“James and Matthew recall Jesus teaching with the same terms and order. In that teaching Jesus confronted the Pharisaic practice of using various formulas to create different levels of oaths, some of which were considered less binding than others. (Cf. Mt 23:16-22.) The Pharisees could thereby bind themselves to their promises in various degrees and so excuse themselves from keeping commitments they had made with lesser oaths. They could use their oaths to sound exceedingly pious and to justify themselves as deeply religious, while being in fact hypocritical. (See Stotts discussion of Mt 5:33-37, 1978:99-102.) Jesus commanded his followers therefore not to swear but to invest their simple words of yes or no with complete integrity. James follows that passage; we might conclude that he is simply prescribing honesty in speech.”
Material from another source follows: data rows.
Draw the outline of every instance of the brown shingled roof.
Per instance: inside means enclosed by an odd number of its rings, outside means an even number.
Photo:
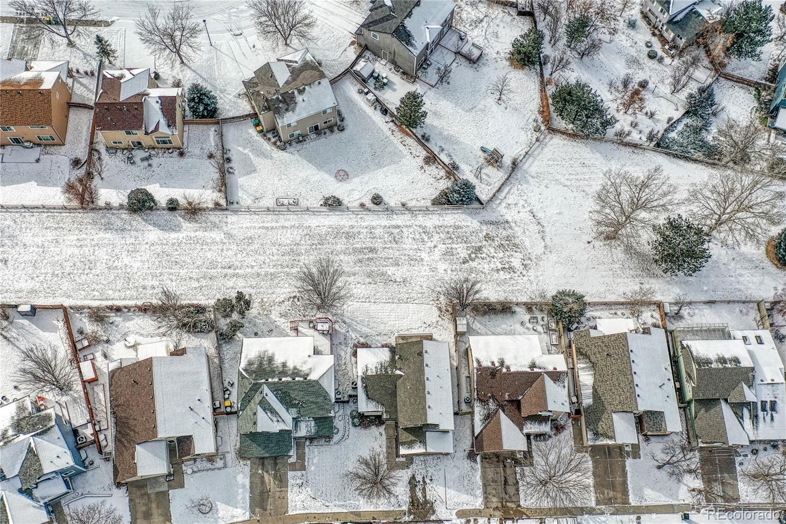
[[[112,372],[109,398],[115,415],[115,481],[137,476],[136,445],[157,438],[152,358]]]

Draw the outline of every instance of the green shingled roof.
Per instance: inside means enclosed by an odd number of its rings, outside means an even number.
[[[241,456],[244,459],[264,456],[288,456],[292,454],[292,432],[241,434]]]

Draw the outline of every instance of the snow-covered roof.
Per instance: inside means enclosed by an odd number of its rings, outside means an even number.
[[[666,332],[652,327],[648,335],[628,333],[627,338],[639,410],[663,411],[667,430],[681,430]]]
[[[403,21],[403,26],[411,39],[399,38],[399,40],[410,51],[418,54],[428,42],[436,39],[443,29],[443,24],[455,7],[453,0],[428,0],[420,2]]]
[[[447,342],[423,341],[423,365],[426,380],[426,423],[436,424],[441,430],[452,430],[453,386],[450,384],[450,350]],[[453,437],[449,437],[450,452],[453,452]]]
[[[63,82],[68,79],[68,61],[67,60],[34,60],[30,62],[31,71],[57,71]]]
[[[538,335],[472,335],[469,347],[473,360],[487,365],[502,358],[505,367],[510,366],[512,371],[528,370],[533,360],[541,369],[567,369],[563,355],[544,354]]]
[[[277,363],[285,363],[289,369],[297,368],[305,372],[307,376],[304,378],[318,381],[330,397],[335,398],[334,356],[315,355],[314,337],[244,338],[241,350],[241,373],[253,378],[246,372],[246,367],[266,354],[272,355]]]
[[[169,473],[169,452],[167,441],[148,441],[136,445],[137,474],[140,477],[165,475]]]
[[[636,328],[636,321],[633,319],[598,319],[595,323],[595,329],[603,334],[635,331]]]
[[[9,522],[24,524],[44,524],[51,522],[43,504],[20,493],[21,487],[19,477],[0,482],[0,498],[6,507]]]
[[[358,411],[381,412],[381,404],[369,398],[363,384],[364,374],[373,373],[378,366],[391,360],[390,348],[358,348]]]
[[[204,348],[152,359],[156,423],[160,438],[193,437],[194,454],[215,452],[208,356]]]

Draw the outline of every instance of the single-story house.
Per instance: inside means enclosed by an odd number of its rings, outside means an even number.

The Talmud makes similiar admonitions regarding truthfulness.
I, for one, like the masons, although I do not care for the Knight Templar groups. The masons of Europe were very helpful in smuggling out Jews from Nazi Germany. If you look on some of the lists of “rightous people” you frequently see the massonic “half-tiangle” by their names (it’s two lines, like the top of a triangle with various symbols beween the lines).
The anti-masons have little time for facts or clear exegesis of scripture, Christian or Jewish.